Pandemic costs to 680 million euros until April

  • Lusa
  • 27 May 2020

According to the Directorate-General for Budget (DGO), the coronavirus crisis cost 680.2 million euros in Portugal until April.

The Covid-19 pandemic cost 680.2 million euros in Portugal up to April, according to the Summary of Budgetary Execution released by the Directorate-General for Budget (DGO).

“Up until April, the implementation of the measures adopted in the fight against and prevention of Covid-19, as well as those aimed at restoring normality, led to a reduction in revenue of 319.9 million euros and an increase in expenditure of 360.3 million euros,” totalling 680.2 million euros, according to the document released on Tuesday.

On the revenue side, the extensions of tax payments until April which were remitted for the second half of the year, for a period of up to six months, amount to 229.4 million euros for VAT and 90.5 million euros for personal income tax.

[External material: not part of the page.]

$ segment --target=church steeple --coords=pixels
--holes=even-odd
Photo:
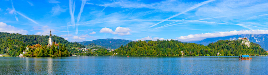
[[[50,30],[50,34],[49,34],[49,38],[52,38],[51,36],[51,30]]]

However, in the table released by DGO, the figures for the suspension of tax revenue, an extension of Social Security contributions and suspension of tax executions of Social Security contributions are not yet available.

On the expenditure side, the measure with the greatest impact was the temporary layoff, totalling 144.6 million euros, followed by expenditure on Health (“Personal protective equipment, medicines and others”), which cost 82.4 million euros.

The item that follows with the greatest impact on expenditure was Ventilators and other intensive care equipment, which totalled 45.5 million euros, followed by extraordinary support for the reduction in economic activity, which was 22.1 million euros.

Exceptional support to families cost the state coffers 13.8 million euros, prophylactic isolation 12.3 million euros, and other services associated with Individual Protection Equipment cost 10.3 million euros.

The extension of unemployment cost 6.1 million euros, the reinforcement of human resources (hiring and overtime) cost 4.7 million euros, support for telework 2.4 million euros and other charges 1.1 million euros.

The Directorate-General of the Budget included in the expenditure of financial assets the Support Line for Microenterprises in the Tourism Sector, budgeted at 15 million euros.

The table provided by the DGO presents the expenditure carried out by the measures listed in the 2020 Stability Programme, by economic classification and by general government sub-sector.

In the section dedicated exclusively to quantifying expenditure associated with Covid-19, the DGO noted that if by March some impact of the pandemic was already evident, it became more expressive in April and its impact and individualisation will become clearer in subsequent periods.

This process will be due to the time inherent in the implementation of the processes of realisation of public expenditure (from authorisation to payment) and its accounting and subsequent monthly reporting of information to the Ministry of Finance, as well as the better perception of the impact on revenue, according to the DGO document.

The data presented in the budget implementation refer only to the main measures with a budgetary expression in the general government and, not being exhaustive, are identified at this stage, the most significant.

The DGO said that the value of expenditure commitments already made in Central Administration and Social Security will be more clearly reflected in the expenditure of the following months, due to the time lag already mentioned.